Porz and his team first reviewed all available data and studies on fishing activity in the North Sea and its impact on sediments and bottom-dwelling animals such as shrimps and mussels. These effects were incorporated into computer models that simulate the distribution of animals, sediments and organic carbon and their interaction with ocean currents. By comparing the simulations with and without bottom trawling, the researchers were able to estimate the impact. In order to investigate the effects of possible management measures, they redistributed the fishing activity in the model from potential closure zones to surrounding areas.
„Bottom trawling in the North Sea has been practiced intensively for more than 100 years and it is therefore difficult to say how exactly the ecosystem is already being changed by it,“ adds Porz. Whether, for example, there could also be positive ecosystem effects from bottom trawling, such as increased availability of nutrients in the water column, is currently being investigated at Hereon. However, it is known that around a fifth of seabed dwellers do not survive contact with a bottom trawl. According to his study, there would be around 14 percent more animals on the seabed of the North Sea without bottom trawling. In addition, the habitats are altered by the fishing gear. Muddy beds are more affected than sandy beds, as the fishing gear penetrates deeper into muddy beds and they take longer to recover. The composition of the communities living on the seabed also changes. (Source: Hereon Press Release)

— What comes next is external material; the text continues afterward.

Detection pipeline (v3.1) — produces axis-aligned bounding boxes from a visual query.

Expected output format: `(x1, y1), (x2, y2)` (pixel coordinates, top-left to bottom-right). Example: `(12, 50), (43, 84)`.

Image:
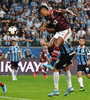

Read the complete Hereon Press Release:
==> Trawls and Climate change
Porz, L., Zhang, W., Christiansen, N., Kossack, J., Daewel, U., & Schrum, C. (2024): Quantification and mitigation of bottom-trawling impacts on sedimentary organic carbon stocks in the North Sea. Biogeosciences, 21, 2547–2570, doi:10.5194/bg-21-2547-2024
Abstract:
The depletion of sedimentary organic carbon stocks by the use of bottom-contacting fishing gear and the potential climate impacts resulting from remineralization of the organic carbon to CO2 have recently been heavily debated. An issue that has remained unaddressed thus far regards the fate of organic carbon resuspended into the water column following disturbance by fishing gear. To resolve this, a 3D-coupled numerical ocean sediment macrobenthos model is used in this study to quantify the impacts of bottom trawling on organic carbon and macrobenthos stocks in North Sea sediments. Using available information on vessel activity, gear components, and sediment type, we generate daily time series of trawling impacts and simulate 6 years of trawling activity in the model, as well as four management scenarios in which trawling effort is redistributed from areas inside to areas outside of trawling closure zones. North Sea sediments contained 552.2±192.4 kt less organic carbon and 13.6±2.6 % less macrobenthos biomass in the trawled simulations than in the untrawled simulations by the end of each year. The organic carbon loss is equivalent to aqueous emissions of 2.0±0.7 Mt CO2 each year, roughly half of which is likely to accumulate in the atmosphere on multi-decadal timescales. The impacts were elevated in years with higher levels of trawling pressure and vice versa. Results showed high spatial variability, with a high loss of organic carbon due to trawling in some areas, while organic carbon content increased in nearby untrawled areas following transport and redeposition. The area most strongly impacted was the heavily trawled and carbon-rich Skagerrak. Simulated trawling closures in planned offshore wind farms (OWFs) and outside of core fishing grounds (CFGs) had negligible effects on net sedimentary organic carbon, while closures in marine protected areas (MPAs) had a moderately positive impact. The largest positive impact arose for trawling closures in carbon protection zones (CPZs), which were defined as areas where organic carbon is both plentiful and labile and thereby most vulnerable to disturbance. In that scenario, the net impacts of trawling on organic carbon and macrobenthos biomass were reduced by 29 % and 54 %, respectively. These results demonstrate that carbon protection and habitat protection can be combined without requiring a reduction in net fishing effort.